At 21:03 08/09/08, Michael Selig wrote:
>On Mon, 08 Sep 2008 19:45:36 +1000, Yukihiro Matsumoto  
><matz / ruby-lang.org> wrote:

[just a bit more background]

>> |I'd like to say how amazing the character encoding implementation is. I
>> |don't know of any other language that has attempted to support all
>> |encodings internally, as you guys have. You have also done a really good
>> |job at optimizing UTF-8 string processing performance when all data is
>> |ASCII.

Well, actually, there is some very clever optimization also for
UTF-8 strings that are not ASCII (mostly done by Akira). Still
of course these are not as fast as ASCII-only strings.

>> |However, I imagine that using UTF-8 internally for strings of
>> |multi-byte characters (or any other variable-length encoding) is going  
>> to
>> |be slow. I also have a concern that supporting so many character  
>> encodings
>> |internally is making Ruby's C code (eg: string.c) hard to optimize for a
>> |particular class of encoding and when you do, messy and difficult to
>> |maintain.

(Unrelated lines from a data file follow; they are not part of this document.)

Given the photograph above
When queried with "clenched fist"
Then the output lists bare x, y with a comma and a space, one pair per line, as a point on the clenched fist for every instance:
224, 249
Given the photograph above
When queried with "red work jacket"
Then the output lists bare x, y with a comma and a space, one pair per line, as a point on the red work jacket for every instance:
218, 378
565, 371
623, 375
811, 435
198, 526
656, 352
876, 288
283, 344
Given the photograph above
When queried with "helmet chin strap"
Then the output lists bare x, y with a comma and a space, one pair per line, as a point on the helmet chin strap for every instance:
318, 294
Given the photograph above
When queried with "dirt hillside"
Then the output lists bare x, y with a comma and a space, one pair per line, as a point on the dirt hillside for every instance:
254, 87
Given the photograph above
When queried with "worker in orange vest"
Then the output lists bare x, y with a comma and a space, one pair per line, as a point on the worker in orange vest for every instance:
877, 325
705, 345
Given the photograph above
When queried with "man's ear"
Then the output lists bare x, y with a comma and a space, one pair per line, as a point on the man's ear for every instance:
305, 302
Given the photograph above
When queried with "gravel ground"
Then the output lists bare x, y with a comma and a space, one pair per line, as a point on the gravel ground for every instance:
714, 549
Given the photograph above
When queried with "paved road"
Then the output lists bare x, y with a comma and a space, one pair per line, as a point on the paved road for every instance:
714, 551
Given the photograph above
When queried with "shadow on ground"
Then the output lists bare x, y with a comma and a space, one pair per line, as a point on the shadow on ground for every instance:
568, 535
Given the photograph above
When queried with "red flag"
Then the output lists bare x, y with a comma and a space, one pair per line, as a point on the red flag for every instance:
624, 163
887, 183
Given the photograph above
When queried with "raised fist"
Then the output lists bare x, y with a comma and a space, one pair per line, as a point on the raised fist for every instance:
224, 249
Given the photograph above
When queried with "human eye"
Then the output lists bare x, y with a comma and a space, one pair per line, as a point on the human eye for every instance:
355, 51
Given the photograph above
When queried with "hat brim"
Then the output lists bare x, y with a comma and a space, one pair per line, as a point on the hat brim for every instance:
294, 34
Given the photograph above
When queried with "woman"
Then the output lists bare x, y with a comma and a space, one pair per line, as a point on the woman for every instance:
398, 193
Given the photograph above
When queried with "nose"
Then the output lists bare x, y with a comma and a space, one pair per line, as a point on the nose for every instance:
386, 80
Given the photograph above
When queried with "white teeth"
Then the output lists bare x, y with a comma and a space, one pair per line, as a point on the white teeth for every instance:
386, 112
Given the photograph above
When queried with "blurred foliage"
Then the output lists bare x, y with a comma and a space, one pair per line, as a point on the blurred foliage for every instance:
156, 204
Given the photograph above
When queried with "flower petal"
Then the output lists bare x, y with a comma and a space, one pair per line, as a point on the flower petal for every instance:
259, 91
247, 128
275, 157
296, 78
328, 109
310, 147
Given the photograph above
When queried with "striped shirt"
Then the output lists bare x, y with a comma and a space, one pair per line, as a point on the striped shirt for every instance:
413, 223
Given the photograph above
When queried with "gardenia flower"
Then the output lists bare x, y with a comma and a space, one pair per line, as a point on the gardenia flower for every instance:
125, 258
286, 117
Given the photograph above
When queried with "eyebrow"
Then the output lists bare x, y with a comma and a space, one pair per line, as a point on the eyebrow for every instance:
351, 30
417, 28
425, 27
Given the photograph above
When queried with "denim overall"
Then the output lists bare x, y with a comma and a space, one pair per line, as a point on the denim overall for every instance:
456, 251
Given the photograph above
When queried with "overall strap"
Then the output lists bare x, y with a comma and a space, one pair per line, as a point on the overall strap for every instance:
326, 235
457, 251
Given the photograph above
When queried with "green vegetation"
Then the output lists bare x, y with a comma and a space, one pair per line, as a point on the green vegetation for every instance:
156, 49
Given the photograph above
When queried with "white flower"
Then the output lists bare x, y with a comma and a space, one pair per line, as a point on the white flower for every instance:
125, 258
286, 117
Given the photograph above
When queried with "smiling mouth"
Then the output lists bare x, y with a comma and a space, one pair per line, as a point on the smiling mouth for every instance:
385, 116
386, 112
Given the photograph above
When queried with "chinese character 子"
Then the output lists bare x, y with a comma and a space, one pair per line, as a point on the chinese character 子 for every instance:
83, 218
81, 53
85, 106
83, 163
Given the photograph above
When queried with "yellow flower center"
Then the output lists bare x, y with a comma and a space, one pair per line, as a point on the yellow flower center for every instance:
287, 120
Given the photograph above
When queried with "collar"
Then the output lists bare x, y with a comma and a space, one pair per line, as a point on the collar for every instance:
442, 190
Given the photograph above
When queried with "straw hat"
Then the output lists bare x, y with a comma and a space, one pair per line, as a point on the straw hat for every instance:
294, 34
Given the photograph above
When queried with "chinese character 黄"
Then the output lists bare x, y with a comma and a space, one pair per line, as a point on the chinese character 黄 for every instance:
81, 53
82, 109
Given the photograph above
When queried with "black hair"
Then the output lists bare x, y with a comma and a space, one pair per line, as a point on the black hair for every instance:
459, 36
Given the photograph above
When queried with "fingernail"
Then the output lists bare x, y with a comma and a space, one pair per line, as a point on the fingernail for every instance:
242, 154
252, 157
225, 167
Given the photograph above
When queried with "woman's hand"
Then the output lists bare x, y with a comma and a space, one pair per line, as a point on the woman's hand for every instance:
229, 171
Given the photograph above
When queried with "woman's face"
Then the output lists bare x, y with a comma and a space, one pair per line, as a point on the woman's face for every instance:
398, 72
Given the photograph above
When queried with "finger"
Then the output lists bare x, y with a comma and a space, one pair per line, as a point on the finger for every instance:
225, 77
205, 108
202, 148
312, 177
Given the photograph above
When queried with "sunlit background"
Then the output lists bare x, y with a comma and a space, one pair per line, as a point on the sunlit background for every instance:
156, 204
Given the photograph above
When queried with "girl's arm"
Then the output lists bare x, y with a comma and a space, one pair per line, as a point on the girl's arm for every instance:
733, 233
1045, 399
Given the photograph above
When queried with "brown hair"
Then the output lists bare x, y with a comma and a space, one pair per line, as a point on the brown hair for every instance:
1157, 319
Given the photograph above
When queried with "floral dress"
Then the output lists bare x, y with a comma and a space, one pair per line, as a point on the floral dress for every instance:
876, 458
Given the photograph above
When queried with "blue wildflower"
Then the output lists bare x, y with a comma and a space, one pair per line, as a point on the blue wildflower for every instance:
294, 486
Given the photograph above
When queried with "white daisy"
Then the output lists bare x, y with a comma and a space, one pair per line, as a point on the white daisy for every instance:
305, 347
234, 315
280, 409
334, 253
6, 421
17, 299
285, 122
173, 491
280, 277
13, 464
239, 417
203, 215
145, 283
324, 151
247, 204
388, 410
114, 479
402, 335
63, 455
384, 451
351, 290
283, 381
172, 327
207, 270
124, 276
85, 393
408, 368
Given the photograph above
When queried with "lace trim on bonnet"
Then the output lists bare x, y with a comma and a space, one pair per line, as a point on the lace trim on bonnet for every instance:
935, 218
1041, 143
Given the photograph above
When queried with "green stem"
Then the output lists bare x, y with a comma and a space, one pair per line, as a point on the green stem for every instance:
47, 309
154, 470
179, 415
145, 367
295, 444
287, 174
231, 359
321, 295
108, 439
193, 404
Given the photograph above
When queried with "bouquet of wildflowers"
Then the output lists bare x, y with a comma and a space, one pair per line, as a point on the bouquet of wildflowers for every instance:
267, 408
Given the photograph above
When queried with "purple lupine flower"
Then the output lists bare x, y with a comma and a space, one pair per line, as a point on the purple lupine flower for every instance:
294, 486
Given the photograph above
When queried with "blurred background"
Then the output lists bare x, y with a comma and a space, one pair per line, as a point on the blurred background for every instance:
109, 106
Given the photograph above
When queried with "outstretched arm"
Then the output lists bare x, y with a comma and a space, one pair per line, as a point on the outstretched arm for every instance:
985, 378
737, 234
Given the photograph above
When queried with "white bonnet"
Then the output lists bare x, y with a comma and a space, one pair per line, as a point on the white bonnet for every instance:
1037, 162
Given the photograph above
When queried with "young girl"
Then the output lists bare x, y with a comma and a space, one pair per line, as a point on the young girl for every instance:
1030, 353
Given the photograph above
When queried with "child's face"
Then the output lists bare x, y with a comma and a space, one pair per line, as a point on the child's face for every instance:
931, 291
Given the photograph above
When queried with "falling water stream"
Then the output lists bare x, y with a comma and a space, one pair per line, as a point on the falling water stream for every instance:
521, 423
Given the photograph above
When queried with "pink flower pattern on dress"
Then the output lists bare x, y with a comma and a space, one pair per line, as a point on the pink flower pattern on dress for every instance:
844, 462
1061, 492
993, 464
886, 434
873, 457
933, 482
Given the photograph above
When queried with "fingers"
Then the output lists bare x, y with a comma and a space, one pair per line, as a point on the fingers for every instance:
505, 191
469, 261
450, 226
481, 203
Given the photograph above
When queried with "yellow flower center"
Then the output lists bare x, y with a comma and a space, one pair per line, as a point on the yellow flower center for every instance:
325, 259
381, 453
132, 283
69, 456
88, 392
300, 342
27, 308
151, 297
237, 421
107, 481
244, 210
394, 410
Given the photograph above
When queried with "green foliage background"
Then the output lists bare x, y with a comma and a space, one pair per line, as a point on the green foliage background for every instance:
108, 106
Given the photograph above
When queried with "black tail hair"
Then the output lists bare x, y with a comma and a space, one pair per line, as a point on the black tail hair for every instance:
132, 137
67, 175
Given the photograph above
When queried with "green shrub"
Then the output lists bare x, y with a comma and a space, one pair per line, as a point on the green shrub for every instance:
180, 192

It would be nicer if the internal implementation of say  
>> "String"
>> |could be done in a more OO approach, based on encoding. Probably easier
>> |said than done, though!

Well, actually, it's pretty much what's going on, although the
"method dispatch table" is implemented in plain C.

>> Having less number of classes is one of the Ruby's design policy.  And
>> I feel it works well so far.

Yes, this is definitely the right thing to do at the user level.
In my opinion, even the fact that you get an exception when you
want to process two different encodings in a single method is in
some way against duck typing.

>Sorry, I didn't mean to propose introducing extra classes in Ruby. I was  
>talking about how the Ruby internal C code was implemented. I was getting  
>at trying to avoid a series of "ifs" in each method in say string.c to  
>optimize for different classes of encoding (eg if single-byte ... else if  
>constant-width ..... else .....).

To some extent, this is due to the fact that currently, the number
of 'methods' that implements an encoding is very small. Increasing
the number of 'methods' (with a standard implementation making use
of lower-level primitives for most encodings, but an encoding-specific
optimized implementation for some important cases) should give some
more performance. For some more details, please see Section
4.4 of http://www.sw.it.aoyama.ac.jp/2007/pub/IUC31-ruby/Paper.html.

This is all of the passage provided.